Using the latest available government data, the report found that the 329 large cities and counties that received State and Local Fiscal Recovery Funds had by December 2021 allocated 40% of the $62 billion distributed over the first two years of the program.
Given that the Treasury did not publish its final rule on how local governments could spend the money until January 2022, that 40% figure — which represents a combined $25.3 billion — is in line with expectations, said Alan Berube, interim vice president and director of Brookings Metro. Berube added that at the time the data was collected, only half the $62 billion had been distributed — a second tranche of funding was made available in May 2022. The Biden administration also cautioned governments not to spend all their money at once, said Berube.
The money committed by cities and counties reflects their respective priorities and also their risk tolerance, Berube said.
“There are some places that saw the opportunities that the money could provide and said they would beg for forgiveness later. Other places were asking permission for all of the things they wanted to do out of concern that they might get audited and the funds recaptured,” he said.

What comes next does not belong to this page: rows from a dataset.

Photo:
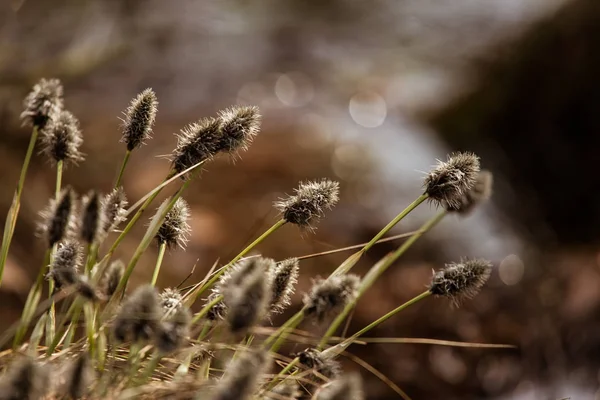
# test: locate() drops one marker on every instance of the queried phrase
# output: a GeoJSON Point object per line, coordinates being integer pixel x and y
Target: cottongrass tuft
{"type": "Point", "coordinates": [174, 230]}
{"type": "Point", "coordinates": [26, 379]}
{"type": "Point", "coordinates": [242, 376]}
{"type": "Point", "coordinates": [43, 103]}
{"type": "Point", "coordinates": [239, 126]}
{"type": "Point", "coordinates": [450, 180]}
{"type": "Point", "coordinates": [348, 387]}
{"type": "Point", "coordinates": [284, 276]}
{"type": "Point", "coordinates": [59, 218]}
{"type": "Point", "coordinates": [139, 119]}
{"type": "Point", "coordinates": [463, 280]}
{"type": "Point", "coordinates": [309, 203]}
{"type": "Point", "coordinates": [139, 316]}
{"type": "Point", "coordinates": [197, 142]}
{"type": "Point", "coordinates": [61, 139]}
{"type": "Point", "coordinates": [328, 297]}
{"type": "Point", "coordinates": [481, 192]}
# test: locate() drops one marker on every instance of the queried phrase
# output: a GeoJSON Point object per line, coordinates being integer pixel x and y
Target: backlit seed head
{"type": "Point", "coordinates": [175, 229]}
{"type": "Point", "coordinates": [197, 142]}
{"type": "Point", "coordinates": [61, 139]}
{"type": "Point", "coordinates": [139, 119]}
{"type": "Point", "coordinates": [449, 181]}
{"type": "Point", "coordinates": [239, 126]}
{"type": "Point", "coordinates": [463, 280]}
{"type": "Point", "coordinates": [480, 193]}
{"type": "Point", "coordinates": [59, 218]}
{"type": "Point", "coordinates": [43, 103]}
{"type": "Point", "coordinates": [328, 297]}
{"type": "Point", "coordinates": [309, 203]}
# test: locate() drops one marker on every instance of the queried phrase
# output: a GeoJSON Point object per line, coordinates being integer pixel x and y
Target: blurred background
{"type": "Point", "coordinates": [370, 94]}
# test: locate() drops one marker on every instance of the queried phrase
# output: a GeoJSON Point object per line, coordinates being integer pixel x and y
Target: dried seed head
{"type": "Point", "coordinates": [113, 276]}
{"type": "Point", "coordinates": [171, 299]}
{"type": "Point", "coordinates": [59, 218]}
{"type": "Point", "coordinates": [480, 193]}
{"type": "Point", "coordinates": [462, 280]}
{"type": "Point", "coordinates": [196, 143]}
{"type": "Point", "coordinates": [239, 126]}
{"type": "Point", "coordinates": [139, 119]}
{"type": "Point", "coordinates": [66, 263]}
{"type": "Point", "coordinates": [309, 203]}
{"type": "Point", "coordinates": [25, 379]}
{"type": "Point", "coordinates": [175, 230]}
{"type": "Point", "coordinates": [322, 364]}
{"type": "Point", "coordinates": [113, 208]}
{"type": "Point", "coordinates": [174, 330]}
{"type": "Point", "coordinates": [92, 219]}
{"type": "Point", "coordinates": [61, 139]}
{"type": "Point", "coordinates": [43, 103]}
{"type": "Point", "coordinates": [327, 297]}
{"type": "Point", "coordinates": [139, 316]}
{"type": "Point", "coordinates": [284, 277]}
{"type": "Point", "coordinates": [449, 181]}
{"type": "Point", "coordinates": [242, 376]}
{"type": "Point", "coordinates": [348, 387]}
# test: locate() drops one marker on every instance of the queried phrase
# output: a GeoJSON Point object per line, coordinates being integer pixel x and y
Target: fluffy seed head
{"type": "Point", "coordinates": [480, 193]}
{"type": "Point", "coordinates": [113, 276]}
{"type": "Point", "coordinates": [348, 387]}
{"type": "Point", "coordinates": [58, 219]}
{"type": "Point", "coordinates": [43, 103]}
{"type": "Point", "coordinates": [175, 230]}
{"type": "Point", "coordinates": [284, 277]}
{"type": "Point", "coordinates": [239, 126]}
{"type": "Point", "coordinates": [139, 119]}
{"type": "Point", "coordinates": [61, 139]}
{"type": "Point", "coordinates": [323, 365]}
{"type": "Point", "coordinates": [462, 280]}
{"type": "Point", "coordinates": [242, 376]}
{"type": "Point", "coordinates": [92, 219]}
{"type": "Point", "coordinates": [139, 316]}
{"type": "Point", "coordinates": [449, 181]}
{"type": "Point", "coordinates": [196, 143]}
{"type": "Point", "coordinates": [327, 297]}
{"type": "Point", "coordinates": [25, 379]}
{"type": "Point", "coordinates": [309, 203]}
{"type": "Point", "coordinates": [113, 208]}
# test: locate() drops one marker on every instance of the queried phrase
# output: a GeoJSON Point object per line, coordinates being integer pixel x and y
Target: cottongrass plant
{"type": "Point", "coordinates": [147, 343]}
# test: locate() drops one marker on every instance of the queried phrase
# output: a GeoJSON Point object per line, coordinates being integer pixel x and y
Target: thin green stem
{"type": "Point", "coordinates": [122, 170]}
{"type": "Point", "coordinates": [161, 254]}
{"type": "Point", "coordinates": [13, 213]}
{"type": "Point", "coordinates": [376, 271]}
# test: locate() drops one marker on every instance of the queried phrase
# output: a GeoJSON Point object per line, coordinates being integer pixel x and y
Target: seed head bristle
{"type": "Point", "coordinates": [239, 126]}
{"type": "Point", "coordinates": [113, 208]}
{"type": "Point", "coordinates": [113, 276]}
{"type": "Point", "coordinates": [61, 139]}
{"type": "Point", "coordinates": [59, 218]}
{"type": "Point", "coordinates": [196, 143]}
{"type": "Point", "coordinates": [139, 316]}
{"type": "Point", "coordinates": [449, 181]}
{"type": "Point", "coordinates": [463, 280]}
{"type": "Point", "coordinates": [175, 229]}
{"type": "Point", "coordinates": [43, 103]}
{"type": "Point", "coordinates": [309, 203]}
{"type": "Point", "coordinates": [480, 193]}
{"type": "Point", "coordinates": [327, 297]}
{"type": "Point", "coordinates": [348, 387]}
{"type": "Point", "coordinates": [284, 276]}
{"type": "Point", "coordinates": [25, 379]}
{"type": "Point", "coordinates": [242, 376]}
{"type": "Point", "coordinates": [92, 219]}
{"type": "Point", "coordinates": [139, 119]}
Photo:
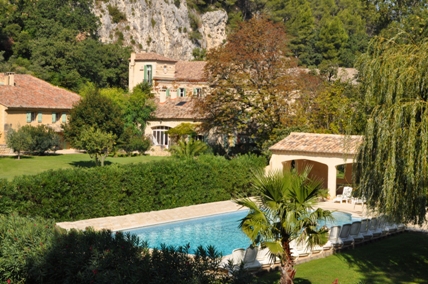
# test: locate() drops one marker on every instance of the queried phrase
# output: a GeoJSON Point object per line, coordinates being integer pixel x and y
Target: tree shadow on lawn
{"type": "Point", "coordinates": [15, 157]}
{"type": "Point", "coordinates": [87, 164]}
{"type": "Point", "coordinates": [401, 258]}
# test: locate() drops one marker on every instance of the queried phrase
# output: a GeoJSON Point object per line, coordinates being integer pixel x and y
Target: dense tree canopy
{"type": "Point", "coordinates": [251, 81]}
{"type": "Point", "coordinates": [97, 111]}
{"type": "Point", "coordinates": [392, 164]}
{"type": "Point", "coordinates": [57, 41]}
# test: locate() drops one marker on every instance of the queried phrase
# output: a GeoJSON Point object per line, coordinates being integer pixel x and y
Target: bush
{"type": "Point", "coordinates": [22, 239]}
{"type": "Point", "coordinates": [104, 257]}
{"type": "Point", "coordinates": [67, 195]}
{"type": "Point", "coordinates": [32, 250]}
{"type": "Point", "coordinates": [34, 139]}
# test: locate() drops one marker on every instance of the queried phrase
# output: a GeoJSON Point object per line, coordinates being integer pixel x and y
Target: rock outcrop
{"type": "Point", "coordinates": [161, 26]}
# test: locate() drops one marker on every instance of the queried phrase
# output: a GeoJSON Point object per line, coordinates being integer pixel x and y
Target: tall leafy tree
{"type": "Point", "coordinates": [18, 140]}
{"type": "Point", "coordinates": [392, 165]}
{"type": "Point", "coordinates": [283, 211]}
{"type": "Point", "coordinates": [332, 38]}
{"type": "Point", "coordinates": [94, 110]}
{"type": "Point", "coordinates": [301, 27]}
{"type": "Point", "coordinates": [97, 143]}
{"type": "Point", "coordinates": [250, 81]}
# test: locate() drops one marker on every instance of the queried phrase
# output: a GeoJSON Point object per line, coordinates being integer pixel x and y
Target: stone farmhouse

Cities and counties differed significantly in their spending priorities and their approach to budgeting, Berube said. Cities were on the whole more aggressive in spending their dollars and were more likely to decide how they planned to spend their entire funding allocation from the outset, rather than waiting for the second tranche of funding to be delivered, as many counties did, he said.
Seven major areas of spending were identified in the report, including government operations, public safety, housing, economic and workforce development, infrastructure, public health and community aid. Government operations accounted for by far the largest share of city and county SLFRF dollars at 42% on average. Funding was fairly evenly distributed across the other six categories. Approximately 5% of funding was allocated for investments in government facilities, equipment or IT. Infrastructure funding, including ambitious plans to expand broadband access, accounted for 12% of allocations.
New data reflecting the first quarter of this year is expected to be published by the Treasury any day now, Berube said. He predicted the data will show that following the Treasury’s final rule in January, cities and counties will have finalized more of their spending plans and perhaps shifted their focus to longer-term projects. A tracker with details of governments’ project proposals was launched in February and updated earlier this month.
A number of counties, such as Frederick, Maryland; Pierce, Washington; and Seminole, Florida; used their American Rescue Plan funds to begin expanding their broadband infrastructure, laying the groundwork for more funding yet to come from the Infrastructure Investment and Jobs Act. Rather than using the SLFRF funding to invest in physical broadband infrastructure, some counties “leveraged these dollars to get smarter, hiring experts, engaging community groups and gathering intelligence,” Berube said.
While some jurisdictions are currently embroiled in court cases over their use of stimulus funding to cut taxes, Berube said most cities and counties needn’t be too concerned about being penalized for improper use of funds.
“If you’re going use the dollars re-seed a golf course in a high-income neighborhood, some enterprising journalist is going to come write a story about you,” he said. “And the Treasury Department will see that.”